Currency Market Analysis
Oct 29, 2015 | Currency Market Analysis
The dollar shed some of its Federal Reserve-inspired gains on caution ahead of America’s quarterly economic report card. The dollar soared Wednesday to fresh multimonth peaks after the Fed voiced underlying confidence in the economy and lowered the bar to a rate hike ‘at its next meeting.’ Now that the bar is within reach of a mid-December rate increase, the trick will be keeping it there. The Fed wants to see better data on jobs and inflation before lifting interest rates for the first time in nearly a decade. The ongoing rate debate will be stirred anew today in U.S. data on third quarter growth and weekly jobless claims. Global headwinds and a bigger trade gap likely caused growth to decelerate inside of 2 percent annually after growth nearly 4 percent during the second quarter. Jobless claims are expected to hold in healthy range below 300,000. Data on the U.S. consumer and a Japanese central bank decision loom Friday.

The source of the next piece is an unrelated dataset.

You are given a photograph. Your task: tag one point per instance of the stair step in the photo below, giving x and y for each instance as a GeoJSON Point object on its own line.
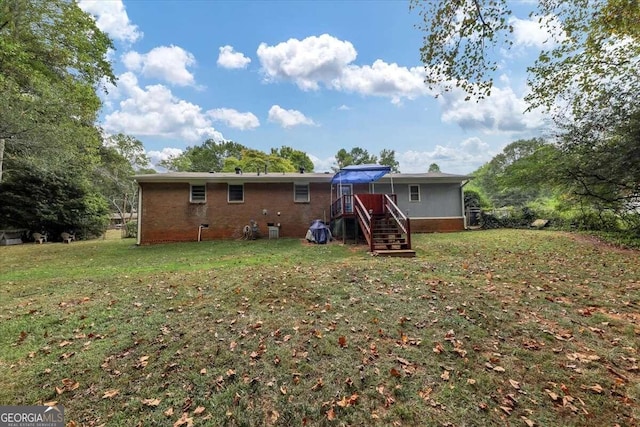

If things stick to the latest scripts laid out by central banks in the U.S. and euro zone, the euro looks set to spend the rest of the year favoring its back foot. The past week has sketched an outlook of lower lending rates in Europe and higher ones in the U.S., opposing policies that have fueled a rise in the dollar and a substantial 4-cent decline in the euro.
Sterling steadied above two-week lows against the dollar with its downside checked by the notion that the sooner the Fed boosts interest rates, perhaps the sooner Britain would. With the Bank of England considered among a minority of central banks contemplating higher interest rate policy to reflect an improving economy, downside for the pound should prove relatively mild.
The kiwi dollar caught a bounce after New Zealand’s central bank held interest rates steady for the first time in four meetings. The RBNZ left its official cash rate unchanged at 2.75 percent, which snapped a streak of three cuts in as many meetings. The RBNZ took some exception with the kiwi’s recent outperformance, a trend that if sustained could hasten another rate cut. The bank’s next and final meeting of the year is on Dec. 10.
The loonie was steady after outperforming its otherwise stronger U.S. counterpart Wednesday in the face of the hawkish Fed. The loonie defied its U.S. peer thanks to a big rally in oil. But keeping Canadian fundamentals on a weak footing, a gauge of Canadian wholesale inflation fell 0.4 percent annually for the second consecutive month.
The dollar’s prospects have brightened so much that slower U.S. growth during the summer quarter won’t deal it a meaningful setback. U.S. growth cooled to a lackluster annual rate of 1.5 percent in the third quarter from Q2’s 3.9 percent pace. The deceleration isn’t expected to last with the job market dispensing an adequate amount of paychecks which should fuel consumer spending, America’s main growth engine, over coming quarters. Jobless claims fared better than expected at 260,000, which helped validate the Fed’s underlying faith in the economy.